Scientists who aim to create calculations of chlorophyll or other parameters that differ from those provided on the OceanColor website would likely use Level 1 or 2 data. This might be done, for example, to calculate parameters for a specific region of the globe, whereas the standard SeaWiFS data products are designed for global accuracy with necessary tradeoffs for specific regions. Scientists who are more interested in relating the standard SeaWiFS outputs to other processes will commonly use Level 3 data, particularly if they do not have the capacity, training, or interest in working with Level 1 or 2 data. Level 4 data may be used for similar research if interested in a modeled product.

==Software==
NASA offers free software designed specifically to work with SeaWiFS data through the ocean color website. This software, entitled SeaDAS (SeaWiFS Data Analysis System), is built for visualization and processing of satellite data and can work with Level 1, 2, and 3 data. Though it was originally designed for SeaWiFS data, its capabilities have since been expanded to work with many other satellite data sources. Other software or programming languages can also be used to read in and work with SeaWiFS data, such as Matlab, IDL, or Python.

==Applications==

Biological pump, air-sea cycling and sequestering of CO_{2}

Estimating the amount of global or regional chlorophyll, and therefore phytoplankton, has large implications for climate change and fisheries production. Phytoplankton play a huge role in the uptake of the world's carbon dioxide, a primary contributor to climate change. A percentage of these phytoplankton sink to ocean floor, effectively taking carbon dioxide out of the atmosphere and sequestering it in the deep ocean for at least a thousand years. Therefore, the degree of primary production from the ocean could play a large role in slowing climate change. Or, if primary production slows, climate change could be accelerated. Some have proposed fertilizing the ocean with iron in order to promote phytoplankton blooms and remove carbon dioxide from the atmosphere. Whether these experiments are undertaken or not, estimating chlorophyll concentrations in the world's oceans and their role in the ocean's biological pump could play a key role in our ability to foresee and adapt to climate change.

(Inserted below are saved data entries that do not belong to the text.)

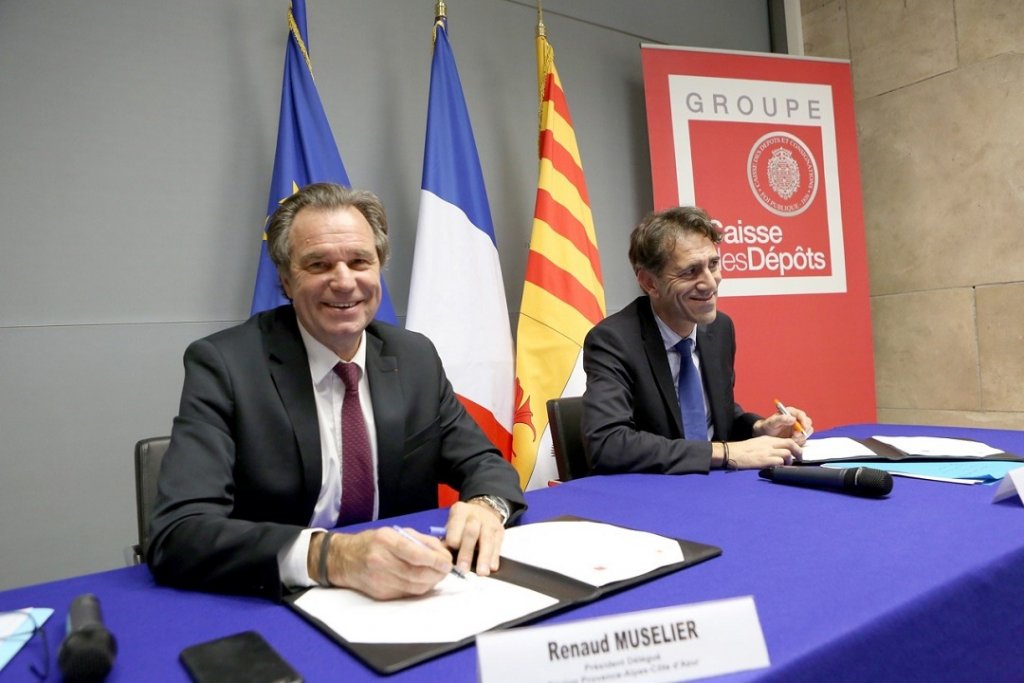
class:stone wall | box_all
[802,0,1024,428]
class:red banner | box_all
[641,46,875,429]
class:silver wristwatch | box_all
[471,495,511,526]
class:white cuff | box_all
[277,527,322,588]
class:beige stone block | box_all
[802,1,850,60]
[977,283,1024,411]
[956,0,1024,65]
[872,289,979,411]
[802,0,832,13]
[857,54,1024,295]
[877,407,1024,430]
[847,0,956,98]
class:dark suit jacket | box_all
[147,306,525,598]
[582,296,760,474]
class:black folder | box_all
[284,516,721,675]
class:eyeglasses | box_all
[0,609,50,680]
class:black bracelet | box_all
[720,440,732,470]
[317,531,334,587]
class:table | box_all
[2,424,1022,682]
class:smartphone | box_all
[180,630,303,683]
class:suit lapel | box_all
[265,309,322,507]
[364,327,402,513]
[637,299,683,437]
[696,322,727,439]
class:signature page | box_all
[293,573,557,644]
[499,520,684,587]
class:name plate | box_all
[993,466,1024,506]
[476,596,769,683]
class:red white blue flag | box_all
[406,13,514,458]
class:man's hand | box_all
[313,528,453,600]
[725,435,802,469]
[438,499,506,577]
[754,405,813,445]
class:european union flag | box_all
[251,0,397,323]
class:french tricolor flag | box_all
[406,15,514,459]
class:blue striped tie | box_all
[675,338,707,440]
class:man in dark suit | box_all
[148,183,524,600]
[582,206,812,475]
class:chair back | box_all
[546,396,590,481]
[133,436,170,563]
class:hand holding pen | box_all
[773,398,813,441]
[392,525,467,579]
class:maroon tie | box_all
[333,362,374,525]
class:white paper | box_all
[800,437,877,463]
[0,613,28,641]
[293,572,557,644]
[476,596,769,683]
[499,521,685,587]
[0,608,53,672]
[872,435,1002,458]
[992,467,1024,505]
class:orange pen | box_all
[773,398,806,435]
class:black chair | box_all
[546,396,590,482]
[129,436,170,564]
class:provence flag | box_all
[406,12,514,460]
[512,18,605,490]
[251,0,396,324]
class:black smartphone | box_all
[180,630,303,683]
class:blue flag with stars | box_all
[251,0,397,323]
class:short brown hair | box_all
[628,206,721,275]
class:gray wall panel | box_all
[0,322,232,586]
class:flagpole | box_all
[433,0,446,44]
[535,1,552,134]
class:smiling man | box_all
[148,183,524,600]
[581,206,812,475]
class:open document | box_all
[801,435,1019,464]
[499,520,684,586]
[285,517,720,674]
[293,573,555,644]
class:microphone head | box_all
[58,625,117,683]
[849,466,894,497]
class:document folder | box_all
[284,516,721,674]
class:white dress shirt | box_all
[278,323,379,587]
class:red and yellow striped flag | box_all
[512,17,605,490]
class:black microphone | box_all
[57,594,117,683]
[759,465,893,497]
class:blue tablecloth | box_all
[2,424,1022,682]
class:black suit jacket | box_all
[582,296,760,474]
[147,306,525,597]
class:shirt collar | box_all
[295,322,368,384]
[650,300,697,352]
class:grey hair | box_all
[265,182,390,271]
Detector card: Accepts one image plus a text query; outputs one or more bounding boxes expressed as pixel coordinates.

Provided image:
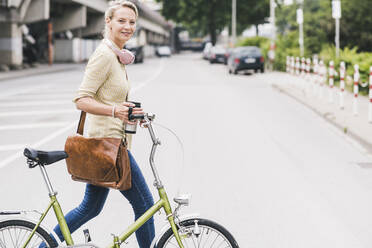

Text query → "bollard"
[291,56,295,75]
[286,56,290,73]
[301,57,306,77]
[296,57,300,76]
[339,61,346,110]
[306,58,311,79]
[306,58,311,92]
[353,64,360,116]
[369,66,372,123]
[328,61,334,103]
[318,60,325,99]
[312,58,319,95]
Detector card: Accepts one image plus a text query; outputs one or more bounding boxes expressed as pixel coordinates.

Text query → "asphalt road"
[1,53,372,248]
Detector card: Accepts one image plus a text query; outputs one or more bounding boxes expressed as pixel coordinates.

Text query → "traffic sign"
[332,0,341,19]
[296,8,303,24]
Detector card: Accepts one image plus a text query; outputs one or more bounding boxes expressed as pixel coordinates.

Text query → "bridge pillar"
[0,23,22,66]
[53,5,87,33]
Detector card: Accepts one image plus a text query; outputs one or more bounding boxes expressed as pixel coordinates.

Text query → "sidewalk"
[0,63,85,82]
[269,71,372,153]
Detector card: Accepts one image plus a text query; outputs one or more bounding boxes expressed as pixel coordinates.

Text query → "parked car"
[224,47,234,65]
[126,45,144,63]
[209,45,226,64]
[202,42,212,60]
[227,46,265,74]
[156,46,171,57]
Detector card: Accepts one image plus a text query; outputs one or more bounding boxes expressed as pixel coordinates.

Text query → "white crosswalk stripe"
[0,109,76,117]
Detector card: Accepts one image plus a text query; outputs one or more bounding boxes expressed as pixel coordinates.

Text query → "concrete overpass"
[0,0,173,66]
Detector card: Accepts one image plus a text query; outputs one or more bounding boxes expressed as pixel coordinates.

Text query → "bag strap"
[77,111,86,135]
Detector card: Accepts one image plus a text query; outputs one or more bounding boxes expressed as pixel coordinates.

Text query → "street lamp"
[232,0,236,47]
[332,0,341,58]
[296,7,304,56]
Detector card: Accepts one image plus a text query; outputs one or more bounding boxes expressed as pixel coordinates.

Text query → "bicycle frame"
[21,114,184,248]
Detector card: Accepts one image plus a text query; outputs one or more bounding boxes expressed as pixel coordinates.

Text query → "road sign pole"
[335,18,340,58]
[332,0,341,58]
[297,8,304,57]
[232,0,236,46]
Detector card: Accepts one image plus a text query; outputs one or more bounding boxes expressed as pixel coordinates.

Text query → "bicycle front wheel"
[157,218,239,248]
[0,219,58,248]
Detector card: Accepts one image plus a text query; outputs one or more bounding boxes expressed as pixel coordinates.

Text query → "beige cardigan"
[74,40,132,147]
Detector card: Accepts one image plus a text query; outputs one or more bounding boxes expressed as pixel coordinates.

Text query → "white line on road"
[0,122,71,130]
[0,100,71,107]
[131,58,165,94]
[0,144,25,152]
[0,59,163,169]
[0,93,74,100]
[0,109,76,117]
[0,122,77,169]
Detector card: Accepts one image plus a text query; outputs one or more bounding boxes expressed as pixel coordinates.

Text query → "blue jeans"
[53,150,155,248]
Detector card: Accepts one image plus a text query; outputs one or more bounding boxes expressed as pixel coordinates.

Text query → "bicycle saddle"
[24,148,68,167]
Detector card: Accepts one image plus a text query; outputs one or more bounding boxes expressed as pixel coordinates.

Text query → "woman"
[53,1,155,247]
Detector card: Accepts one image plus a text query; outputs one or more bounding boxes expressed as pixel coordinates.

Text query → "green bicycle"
[0,113,239,248]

Phytoplankton is a key component in the base of the oceanic food chain and oceanographers have hypothesized a link between oceanic chlorophyll and fisheries production for some time. The degree to which phytoplankton relates to marine fish production depends on the number of trophic links in the food chain, and how efficient each link is. Estimates of the number of trophic links and trophic efficiencies from phytoplankton to commercial fisheries have been widely debated, though they have been little substantiated. More recent research suggests that positive relationships between chlorophyll a and fisheries production can be modeled and can be very highly correlated when examined on the proper scale. For example, Ware and Thomson (2005) found an r^{2} of 0.87 between resident fish yield (metric tons km-2) and mean annual chlorophyll a concentrations (mg m-3). Others have found the Pacific's Transition Zone Chlorophyll Front (chlorophyll density of 0.2 mg m-3) to be defining feature in loggerhead turtle distribution.